15 buildings, 35 aspects per building, each weighted according to importance, and then condensed into 6 key categories, with colour coding depending on how the results tumble out.
What helped me get the final result?
- Pandas
- to import data from spreadsheet
- extract only the data I need
- manipulate it so we end up with scores (0 – 1) instead of qualitative assessments like “in progress”
- finally pivot the data into a summarized format
- Matplotlib.GridSpec
- to draw a grid into which I place the graphs
- to easily achieve the correct spacing and placement between graphs
- Matplotlib.PyPlot
- a function to draw each graph and colour-code the bars instead of writing my code 15 times – don’t laugh, I’m really proud of this part: it was challenging for me!

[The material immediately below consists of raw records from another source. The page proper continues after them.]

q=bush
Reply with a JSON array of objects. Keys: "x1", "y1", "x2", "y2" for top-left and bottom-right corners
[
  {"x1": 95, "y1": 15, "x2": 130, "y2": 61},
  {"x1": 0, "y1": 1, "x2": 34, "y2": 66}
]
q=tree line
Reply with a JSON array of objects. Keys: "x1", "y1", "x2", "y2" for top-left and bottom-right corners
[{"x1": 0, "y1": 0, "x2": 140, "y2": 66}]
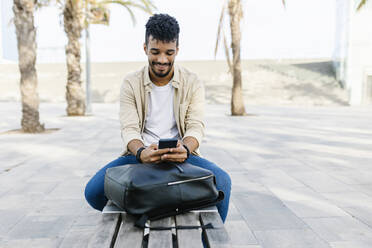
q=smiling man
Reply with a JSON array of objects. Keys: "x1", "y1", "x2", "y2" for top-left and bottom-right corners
[{"x1": 85, "y1": 14, "x2": 231, "y2": 221}]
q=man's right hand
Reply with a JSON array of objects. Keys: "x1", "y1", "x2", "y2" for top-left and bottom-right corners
[{"x1": 141, "y1": 144, "x2": 170, "y2": 164}]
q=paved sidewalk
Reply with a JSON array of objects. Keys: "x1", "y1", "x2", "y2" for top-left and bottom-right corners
[{"x1": 0, "y1": 102, "x2": 372, "y2": 248}]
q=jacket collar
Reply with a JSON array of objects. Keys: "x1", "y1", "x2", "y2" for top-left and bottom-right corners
[{"x1": 143, "y1": 65, "x2": 181, "y2": 88}]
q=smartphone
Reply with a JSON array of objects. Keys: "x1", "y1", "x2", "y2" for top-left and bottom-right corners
[{"x1": 158, "y1": 139, "x2": 178, "y2": 149}]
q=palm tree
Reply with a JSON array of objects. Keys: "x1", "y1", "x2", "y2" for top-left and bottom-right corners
[
  {"x1": 13, "y1": 0, "x2": 44, "y2": 133},
  {"x1": 63, "y1": 0, "x2": 155, "y2": 115},
  {"x1": 357, "y1": 0, "x2": 367, "y2": 10},
  {"x1": 214, "y1": 0, "x2": 285, "y2": 116}
]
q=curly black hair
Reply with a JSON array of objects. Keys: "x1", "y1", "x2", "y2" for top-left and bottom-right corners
[{"x1": 145, "y1": 14, "x2": 180, "y2": 46}]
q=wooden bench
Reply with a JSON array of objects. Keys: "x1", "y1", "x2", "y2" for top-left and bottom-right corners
[{"x1": 88, "y1": 201, "x2": 230, "y2": 248}]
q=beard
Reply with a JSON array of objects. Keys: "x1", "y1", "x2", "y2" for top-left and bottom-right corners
[{"x1": 149, "y1": 61, "x2": 173, "y2": 77}]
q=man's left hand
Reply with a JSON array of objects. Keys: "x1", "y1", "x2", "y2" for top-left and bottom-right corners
[{"x1": 161, "y1": 141, "x2": 187, "y2": 163}]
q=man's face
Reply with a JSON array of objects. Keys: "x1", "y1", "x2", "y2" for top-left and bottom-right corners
[{"x1": 143, "y1": 35, "x2": 178, "y2": 77}]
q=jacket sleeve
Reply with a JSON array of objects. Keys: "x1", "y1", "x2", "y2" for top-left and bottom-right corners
[
  {"x1": 184, "y1": 77, "x2": 205, "y2": 146},
  {"x1": 119, "y1": 79, "x2": 143, "y2": 151}
]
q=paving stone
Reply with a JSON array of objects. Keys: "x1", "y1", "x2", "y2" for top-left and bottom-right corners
[
  {"x1": 0, "y1": 238, "x2": 61, "y2": 248},
  {"x1": 224, "y1": 220, "x2": 258, "y2": 246},
  {"x1": 254, "y1": 229, "x2": 330, "y2": 248},
  {"x1": 342, "y1": 205, "x2": 372, "y2": 230},
  {"x1": 352, "y1": 183, "x2": 372, "y2": 197},
  {"x1": 8, "y1": 216, "x2": 74, "y2": 239},
  {"x1": 268, "y1": 187, "x2": 349, "y2": 217},
  {"x1": 322, "y1": 191, "x2": 372, "y2": 208},
  {"x1": 232, "y1": 192, "x2": 305, "y2": 231},
  {"x1": 0, "y1": 209, "x2": 29, "y2": 237},
  {"x1": 229, "y1": 170, "x2": 269, "y2": 193},
  {"x1": 30, "y1": 199, "x2": 90, "y2": 216},
  {"x1": 330, "y1": 241, "x2": 372, "y2": 248},
  {"x1": 290, "y1": 171, "x2": 353, "y2": 192},
  {"x1": 201, "y1": 145, "x2": 245, "y2": 172},
  {"x1": 304, "y1": 216, "x2": 372, "y2": 242}
]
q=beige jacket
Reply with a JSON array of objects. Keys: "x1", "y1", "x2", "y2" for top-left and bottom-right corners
[{"x1": 119, "y1": 65, "x2": 205, "y2": 155}]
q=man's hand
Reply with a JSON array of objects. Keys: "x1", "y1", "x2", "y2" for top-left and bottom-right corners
[
  {"x1": 161, "y1": 141, "x2": 187, "y2": 163},
  {"x1": 141, "y1": 144, "x2": 169, "y2": 164}
]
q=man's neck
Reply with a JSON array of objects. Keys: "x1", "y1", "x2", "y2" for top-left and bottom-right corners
[{"x1": 149, "y1": 67, "x2": 174, "y2": 86}]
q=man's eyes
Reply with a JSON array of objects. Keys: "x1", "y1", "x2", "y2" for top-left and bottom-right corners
[{"x1": 151, "y1": 52, "x2": 174, "y2": 56}]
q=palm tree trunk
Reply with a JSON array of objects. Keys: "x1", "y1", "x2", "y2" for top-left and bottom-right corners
[
  {"x1": 63, "y1": 0, "x2": 85, "y2": 115},
  {"x1": 229, "y1": 0, "x2": 246, "y2": 115},
  {"x1": 13, "y1": 0, "x2": 44, "y2": 133}
]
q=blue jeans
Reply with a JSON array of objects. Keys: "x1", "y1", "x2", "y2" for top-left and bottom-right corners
[{"x1": 85, "y1": 155, "x2": 231, "y2": 222}]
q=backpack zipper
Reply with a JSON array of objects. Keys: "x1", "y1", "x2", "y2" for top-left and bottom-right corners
[{"x1": 168, "y1": 175, "x2": 213, "y2": 186}]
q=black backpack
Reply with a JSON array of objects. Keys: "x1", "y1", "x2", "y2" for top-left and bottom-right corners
[{"x1": 104, "y1": 163, "x2": 224, "y2": 227}]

- and then to draw the actual graphs
- Normal Python
- for everything else like making sure the graphs appear in descending order of building size
What was difficult about it?
I ended up with different lists, dictionaries, and dataframes for different aspects of the project – the most challenging thing at the beginning was wrapping my head around extracting a value from one source, and passing it to another source as a selection criterion.
What was useful in overcoming the difficulties?
- In trying to make my code as generic as possible I quickly discovered the merits of .iloc() over .loc() – especially in my for loops!
- For a df with index names df1.index[0] is useful for getting the index names without referring to them by name!
- Which would then allow me to get the column number based on the named index value in a related dataframe: df2.columns.get_loc(df1.index[0])
- And this would allow me to extract values based on numeric locations: df2.columns.values[df1[0]]
- And then zip was great for quickly building a dictionary from 2 lists: my_dict = dict(zip(my_list1, my_list2))